MIMO and Relay Systems Based on Multi-Amplitude Minimum Shift Keying
Thesis DisciplineElectrical Engineering
Degree GrantorUniversity of Canterbury
Degree NameMaster of Engineering
This thesis describes the use of a multi-amplitude minimum shift keying (MAMSK) signal in various types of wireless communication system. A MAMSK signal is a bandwidth efficient modulation scheme obtained by superimposing ℳ minimum shift keying (MSK) signals with unequal amplitudes. The overall phase of a MAMSK signal is controlled by the phase of the largest component MSK signal which allows the use of a low-complexity differential detector. A closed form expression for the average bit error rate (BER) for coherent detection of an MAMSK in AWGN is derived and is shown to achieve the same BER as that of square constellation quadrature amplitude modulation (QAM) with the same average transmit power.
We describe the design and implementation of a STBC-based MIMO radio system in conjunction with MAMSK modulation. The proposed system provides high capacity data transmission by carrying information not only in the phases but also in the amplitude.

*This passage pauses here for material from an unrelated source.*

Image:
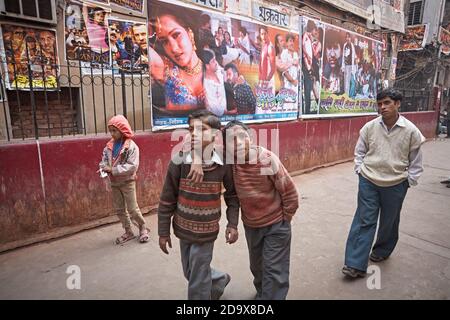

Despite using a simple MAMSK differential receiver the system achieves performance within 1 dB of coherent detection. The existing MSK modems in conjunction with STBC could easily be modified to construct the proposed system.
The MAMSK modulation scheme is extended to a multiuser relaying network where two nodes cooperate in a half-duplex environment to achieve diversity gain. The cooperative scheme is based on superposition modulation using a decode-and-forward (DF) strategy. In the proposed scheme, each node simultaneously transmits its own and the relayed signals by superimposing one on the other. A MAMSK signal is an excellent choice for this type of cooperative communication due its being obtained by a superposition technique. The proposed system exploits the overall phase of a MAMSK signal which allows differential detection and as a result it provides the lowest decoding complexity and memory requirements among the existing superposition based cooperation schemes. The performance of the system is evaluated by simulation, where it is shown that the MAMSK cooperative system outperforms a conventional DF scheme in terms of both power and bandwidth efficiency.